How Writing Makes You Like an Insane Bird

About two weeks ago, my hubbo awoke to a sporadic knock.  “Do you year that?”

I did. I was up then, thankyouverymuch, and just as rattled by the knocks as he was.

We followed the sound and discovered a robin was repeatedly flying into our sliding glass door on the back patio, the entire pane streaked with droppings and flecks of blood.

Every time we’d step into its view, the bird would fly to a nearby tree; every time we moved away, it returned to its perch on the outer edge of our deck table and, there, it would gather its bearings before it thrust itself into the glass again.  And again. And again.  For about half an hour, until the beagle took an interest and kept watch in front of the door.

Every morning since, the bird has kept at this. We have no idea why. The Internet said robins can be territorial and, if they’ve built a nest in the vicinity and happen to see their reflection in a window, they might think it’s another bird and try to attack it.  But there really aren’t any trees THAT close to the sliding glass door for that to be the case, I don’t think.  And, furthermore, why every morning?  It’s just so strange.

The poor thing is, like, killing itself, peck after peck on the pane. It HAS to hurt.  There’s blood on the window, after all. So why does it keep doing this??  We can only figure that it must be insane.

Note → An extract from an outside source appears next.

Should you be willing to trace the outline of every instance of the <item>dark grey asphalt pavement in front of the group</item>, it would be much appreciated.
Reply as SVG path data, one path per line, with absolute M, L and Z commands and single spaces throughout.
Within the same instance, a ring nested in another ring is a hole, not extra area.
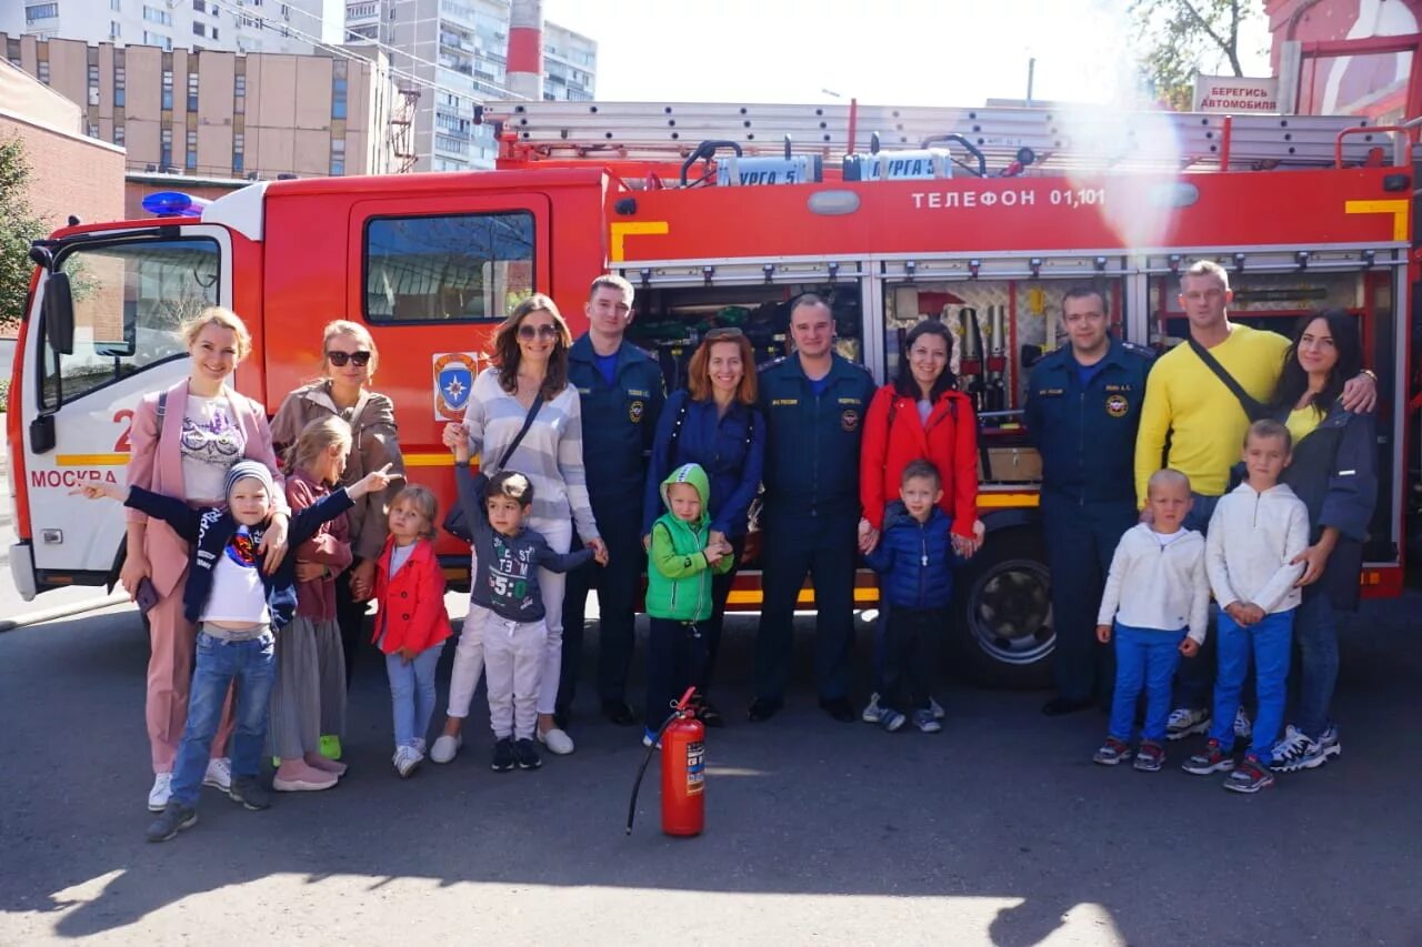
M 1180 772 L 1193 741 L 1159 774 L 1095 766 L 1105 717 L 1047 719 L 1041 694 L 950 681 L 939 735 L 836 724 L 803 620 L 789 707 L 748 724 L 737 619 L 697 839 L 660 833 L 656 762 L 624 835 L 640 734 L 586 678 L 574 755 L 491 772 L 476 700 L 461 756 L 401 781 L 367 653 L 337 789 L 257 813 L 205 791 L 149 845 L 137 614 L 26 627 L 0 634 L 0 944 L 1422 944 L 1419 606 L 1349 624 L 1344 755 L 1250 798 Z M 860 668 L 867 644 L 860 626 Z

It occurred to me that this is probably what a lot of what I call “normal” people* think about writers. Why quit your day job—or KEEP your day job, but dedicate all your hours of “down time” (heh) to writing? Facing rejection can practically leave blood stains on your laptop screen as well—and it can definitely take time to recover.

Wouldn’t it be much easier to occupy your time doing something that was stable? Steady? That if you put in the time and dedication it takes, it’s a sure thing? What possesses writers to query again? Revise again? Write again?

I’m not sure I have a good answer for the normal people.  I suppose we seem as cuckoo for Cocoa Puffs as the mama robin who’s pecking herself into brain damage because it’s as important to writers—to me—to keep on going—to make it—to try to make it—as it is for that bird to do whatever the eff she’s trying to do to our door.  She can’t explain it to me because I probably couldn’t understand.

And I think the same thing applies here. It’s not something writers can help.  Call it a mental condition if you want. But as sure as I know that robin’s going to be stippling the end of our deck table with white, black, and red tomorrow morning, I know I’m going to be thinking about my career—my manuscripts—my next speaking engagement—the Write-Brained Network—probably all hours of the night, whether it’s good for me or not.

It’s not that I enjoy the concussions—of course I don’t—but it’s something I can’t control.  It’s how I’m wired, faulty wiring or not.

If you’ve never had the itch to hurl yourself against the hard surface of some kind of cause or vocation, I can’t explain it to you because you won’t get it.  All I can say is, peck peck peck, baby.



12 thoughts on “How Writing Makes You Like an Insane Bird

  1. I know what you mean, Ricki. I just keep telling myself that the concussions and bruises will eventually pay off. 😉

    As for the robin, have you tried hanging a curtain up over the door? Seems to help with our birds, and with all the feeders by our living room windows and deck, we have a lot of birds!

  2. Wow. This hit so close to home. I hope the blood, sweat, and tears eventually pay off – for both of us. Until then, I’ll be perfoming many random acts of insanity with my netbook.

    Great analogy, Ricki. I love Tom’s about the birdseed as well. Ha. I think teachers have this pecking craziness!

  3. It’s a bit of an addiction. Sure, the concussions hurt but we keep coming back for more. I wonder what that bird saw on the other side of the window. Must have been one helluva worm mirage.